The verdict: Oh. my. word. SO good! LOVE the green sauce. And these are only 350 calories each! How crazy is that? DH suggested next time adding cumin seed to the meat and sliced jalapenos as a garnish (which he did add, I needn’t have worried about it being too spicy!).

Venison Roast

venisonroastMany people claim that they do not like venison; that it tastes gamey. I can assure you that not all venison is gamey. In Western Michigan, it is possible to get a deer that has been pretty much corn-fed, much to the dismay of the corn farmers but to the delight of those who are able to get this lean meat that is to the untrained palate indistinguishable from a really lean cut of beef.
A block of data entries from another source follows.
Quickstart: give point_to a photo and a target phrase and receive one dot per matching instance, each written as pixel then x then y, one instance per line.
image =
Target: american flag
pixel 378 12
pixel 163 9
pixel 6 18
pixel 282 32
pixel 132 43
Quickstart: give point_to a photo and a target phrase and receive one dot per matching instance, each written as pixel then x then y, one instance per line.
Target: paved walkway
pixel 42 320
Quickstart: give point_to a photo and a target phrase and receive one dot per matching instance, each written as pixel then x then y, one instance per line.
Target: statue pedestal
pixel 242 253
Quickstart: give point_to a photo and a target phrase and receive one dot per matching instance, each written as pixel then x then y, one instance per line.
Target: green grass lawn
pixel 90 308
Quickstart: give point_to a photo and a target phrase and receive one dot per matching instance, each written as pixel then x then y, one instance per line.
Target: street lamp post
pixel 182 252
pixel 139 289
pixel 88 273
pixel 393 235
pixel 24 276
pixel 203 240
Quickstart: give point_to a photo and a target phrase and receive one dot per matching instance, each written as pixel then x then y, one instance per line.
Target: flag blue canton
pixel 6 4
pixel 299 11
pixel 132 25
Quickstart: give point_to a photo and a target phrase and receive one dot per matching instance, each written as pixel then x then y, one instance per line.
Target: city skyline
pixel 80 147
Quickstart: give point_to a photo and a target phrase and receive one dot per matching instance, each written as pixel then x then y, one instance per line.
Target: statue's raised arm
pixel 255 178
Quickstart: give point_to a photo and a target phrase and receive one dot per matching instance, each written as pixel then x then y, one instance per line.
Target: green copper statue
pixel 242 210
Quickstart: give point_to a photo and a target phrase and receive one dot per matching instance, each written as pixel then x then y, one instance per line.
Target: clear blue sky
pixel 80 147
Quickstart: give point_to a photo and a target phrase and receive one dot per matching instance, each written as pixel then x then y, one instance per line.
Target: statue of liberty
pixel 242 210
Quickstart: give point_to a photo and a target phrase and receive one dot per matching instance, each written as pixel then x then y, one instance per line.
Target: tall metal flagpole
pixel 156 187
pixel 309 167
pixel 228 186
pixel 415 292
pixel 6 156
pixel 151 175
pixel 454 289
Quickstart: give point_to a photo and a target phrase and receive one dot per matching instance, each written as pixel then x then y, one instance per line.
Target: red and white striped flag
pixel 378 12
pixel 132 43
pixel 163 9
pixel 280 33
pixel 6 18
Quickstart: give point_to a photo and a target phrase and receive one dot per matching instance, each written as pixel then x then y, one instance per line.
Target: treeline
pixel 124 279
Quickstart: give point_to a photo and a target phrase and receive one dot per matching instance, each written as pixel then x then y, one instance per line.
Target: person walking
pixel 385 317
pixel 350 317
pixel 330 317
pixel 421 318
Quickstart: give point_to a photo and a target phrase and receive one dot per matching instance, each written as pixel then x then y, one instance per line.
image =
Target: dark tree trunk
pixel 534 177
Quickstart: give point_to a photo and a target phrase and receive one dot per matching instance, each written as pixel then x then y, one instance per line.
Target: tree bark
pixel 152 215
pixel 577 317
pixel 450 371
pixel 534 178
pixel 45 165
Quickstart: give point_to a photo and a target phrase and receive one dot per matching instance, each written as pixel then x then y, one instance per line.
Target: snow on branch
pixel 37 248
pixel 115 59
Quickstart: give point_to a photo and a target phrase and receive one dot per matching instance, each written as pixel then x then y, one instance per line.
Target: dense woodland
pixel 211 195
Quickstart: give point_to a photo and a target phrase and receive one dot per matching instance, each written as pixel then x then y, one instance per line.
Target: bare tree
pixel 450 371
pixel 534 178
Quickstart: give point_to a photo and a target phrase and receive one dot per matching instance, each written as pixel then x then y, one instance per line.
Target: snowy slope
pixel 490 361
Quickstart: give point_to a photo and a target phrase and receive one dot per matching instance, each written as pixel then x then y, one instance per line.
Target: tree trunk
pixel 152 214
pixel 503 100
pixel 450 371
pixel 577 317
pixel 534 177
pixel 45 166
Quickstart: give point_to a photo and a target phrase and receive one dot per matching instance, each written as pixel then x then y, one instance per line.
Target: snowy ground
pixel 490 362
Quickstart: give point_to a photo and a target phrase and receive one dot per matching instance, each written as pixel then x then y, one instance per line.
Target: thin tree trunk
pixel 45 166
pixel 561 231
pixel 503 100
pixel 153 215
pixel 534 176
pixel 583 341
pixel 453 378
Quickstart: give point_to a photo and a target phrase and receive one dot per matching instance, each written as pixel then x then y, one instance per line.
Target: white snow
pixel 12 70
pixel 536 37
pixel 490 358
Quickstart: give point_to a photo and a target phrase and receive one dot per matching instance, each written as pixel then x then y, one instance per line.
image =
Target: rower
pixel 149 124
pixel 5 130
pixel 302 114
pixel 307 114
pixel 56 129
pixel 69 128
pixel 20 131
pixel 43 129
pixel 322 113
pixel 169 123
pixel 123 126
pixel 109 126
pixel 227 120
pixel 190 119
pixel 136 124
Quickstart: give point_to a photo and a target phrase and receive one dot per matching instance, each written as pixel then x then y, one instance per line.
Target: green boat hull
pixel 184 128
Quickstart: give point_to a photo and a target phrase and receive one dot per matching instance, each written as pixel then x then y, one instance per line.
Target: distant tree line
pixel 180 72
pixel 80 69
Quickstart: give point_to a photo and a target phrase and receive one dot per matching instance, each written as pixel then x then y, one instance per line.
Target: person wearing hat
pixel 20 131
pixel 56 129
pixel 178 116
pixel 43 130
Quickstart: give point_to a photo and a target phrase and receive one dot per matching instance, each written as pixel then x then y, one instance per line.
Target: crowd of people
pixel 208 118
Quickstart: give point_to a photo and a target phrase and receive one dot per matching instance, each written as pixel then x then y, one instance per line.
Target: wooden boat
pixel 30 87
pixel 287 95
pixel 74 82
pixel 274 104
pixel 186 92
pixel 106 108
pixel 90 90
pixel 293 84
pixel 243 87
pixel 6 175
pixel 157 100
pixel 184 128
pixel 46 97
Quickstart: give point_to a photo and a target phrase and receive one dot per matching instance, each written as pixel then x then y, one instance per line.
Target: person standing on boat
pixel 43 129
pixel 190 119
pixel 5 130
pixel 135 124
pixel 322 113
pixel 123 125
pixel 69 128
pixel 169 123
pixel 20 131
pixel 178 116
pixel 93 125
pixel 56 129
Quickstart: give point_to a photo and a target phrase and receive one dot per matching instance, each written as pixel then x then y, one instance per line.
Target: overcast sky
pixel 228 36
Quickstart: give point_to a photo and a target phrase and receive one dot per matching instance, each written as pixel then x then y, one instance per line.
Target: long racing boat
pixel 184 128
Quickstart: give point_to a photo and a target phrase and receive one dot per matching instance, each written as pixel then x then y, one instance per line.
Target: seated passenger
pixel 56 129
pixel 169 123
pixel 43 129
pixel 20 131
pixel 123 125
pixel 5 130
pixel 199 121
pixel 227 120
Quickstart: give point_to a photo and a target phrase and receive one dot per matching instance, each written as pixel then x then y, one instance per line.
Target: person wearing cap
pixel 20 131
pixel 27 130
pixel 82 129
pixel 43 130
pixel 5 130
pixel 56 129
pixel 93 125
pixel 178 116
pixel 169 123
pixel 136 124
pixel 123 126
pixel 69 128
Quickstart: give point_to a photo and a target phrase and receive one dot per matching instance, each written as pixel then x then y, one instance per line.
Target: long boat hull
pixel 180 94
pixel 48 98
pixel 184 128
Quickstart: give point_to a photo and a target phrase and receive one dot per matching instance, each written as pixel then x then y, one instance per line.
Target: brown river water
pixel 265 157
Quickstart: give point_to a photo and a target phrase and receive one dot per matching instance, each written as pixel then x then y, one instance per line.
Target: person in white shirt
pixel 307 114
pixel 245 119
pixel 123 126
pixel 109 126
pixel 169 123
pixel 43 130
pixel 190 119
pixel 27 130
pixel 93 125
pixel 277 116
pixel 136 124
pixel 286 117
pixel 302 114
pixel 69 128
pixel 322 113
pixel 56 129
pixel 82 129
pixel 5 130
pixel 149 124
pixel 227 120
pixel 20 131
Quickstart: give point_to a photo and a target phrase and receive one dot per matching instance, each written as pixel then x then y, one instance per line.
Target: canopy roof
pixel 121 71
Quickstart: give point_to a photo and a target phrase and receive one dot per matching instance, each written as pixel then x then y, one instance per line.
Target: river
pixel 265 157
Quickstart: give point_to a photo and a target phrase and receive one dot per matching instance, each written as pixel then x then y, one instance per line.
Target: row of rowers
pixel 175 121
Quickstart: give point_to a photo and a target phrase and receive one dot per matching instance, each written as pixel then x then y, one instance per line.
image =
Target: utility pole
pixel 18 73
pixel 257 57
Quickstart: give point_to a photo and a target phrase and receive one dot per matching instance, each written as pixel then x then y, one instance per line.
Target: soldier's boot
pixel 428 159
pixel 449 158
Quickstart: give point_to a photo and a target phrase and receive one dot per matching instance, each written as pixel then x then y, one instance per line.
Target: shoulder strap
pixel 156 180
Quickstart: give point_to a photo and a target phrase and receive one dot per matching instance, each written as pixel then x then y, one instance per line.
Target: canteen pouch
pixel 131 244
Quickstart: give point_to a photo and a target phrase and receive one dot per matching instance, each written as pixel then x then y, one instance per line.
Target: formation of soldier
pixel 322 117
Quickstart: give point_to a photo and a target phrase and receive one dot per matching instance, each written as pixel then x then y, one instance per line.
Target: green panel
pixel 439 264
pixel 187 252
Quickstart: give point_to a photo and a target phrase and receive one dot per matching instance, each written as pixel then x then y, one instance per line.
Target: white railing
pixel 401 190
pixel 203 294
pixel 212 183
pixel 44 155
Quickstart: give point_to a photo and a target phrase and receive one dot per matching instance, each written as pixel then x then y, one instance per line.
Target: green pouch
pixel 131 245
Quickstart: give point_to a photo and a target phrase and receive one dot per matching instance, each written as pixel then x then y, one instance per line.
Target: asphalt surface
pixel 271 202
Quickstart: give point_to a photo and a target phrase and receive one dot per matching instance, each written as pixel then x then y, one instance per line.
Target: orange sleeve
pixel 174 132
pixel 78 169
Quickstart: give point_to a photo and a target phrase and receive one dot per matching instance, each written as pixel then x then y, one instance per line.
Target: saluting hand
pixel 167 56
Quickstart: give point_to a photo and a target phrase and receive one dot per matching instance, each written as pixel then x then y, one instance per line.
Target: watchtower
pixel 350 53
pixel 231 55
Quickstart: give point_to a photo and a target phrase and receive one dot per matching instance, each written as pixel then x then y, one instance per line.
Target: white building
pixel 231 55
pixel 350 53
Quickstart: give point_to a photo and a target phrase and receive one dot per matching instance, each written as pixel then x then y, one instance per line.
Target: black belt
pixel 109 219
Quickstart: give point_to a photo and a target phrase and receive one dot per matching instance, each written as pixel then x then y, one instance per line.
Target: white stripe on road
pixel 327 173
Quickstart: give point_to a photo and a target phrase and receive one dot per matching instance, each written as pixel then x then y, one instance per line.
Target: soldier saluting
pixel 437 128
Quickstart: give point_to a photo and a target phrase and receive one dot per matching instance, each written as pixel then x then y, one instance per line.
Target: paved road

Simply in Season provides this recipe for roasting a 2 – 2 1/2 lb roast. You can bake it, covered, at 275F for 4-5 hours, turning for the last hour, or you can use a crock pot. I have a crock pot that turns off on a timer, so I almost always set it at medium for 8 hours, then use the keep warm function to keep it warm until I get home from work.

The sauce here that you pour over the roast, whether baking or crock-potting (is that a word?) follows: 1/2 C soy sauce, 1/4 C water, 1/4 C lemon juice, 2 cloves minced garlic, 1/2 t ginger. It was quick enough to throw together on my way out the door this morning.

The verdict: Tasty enough for a very quick treatment!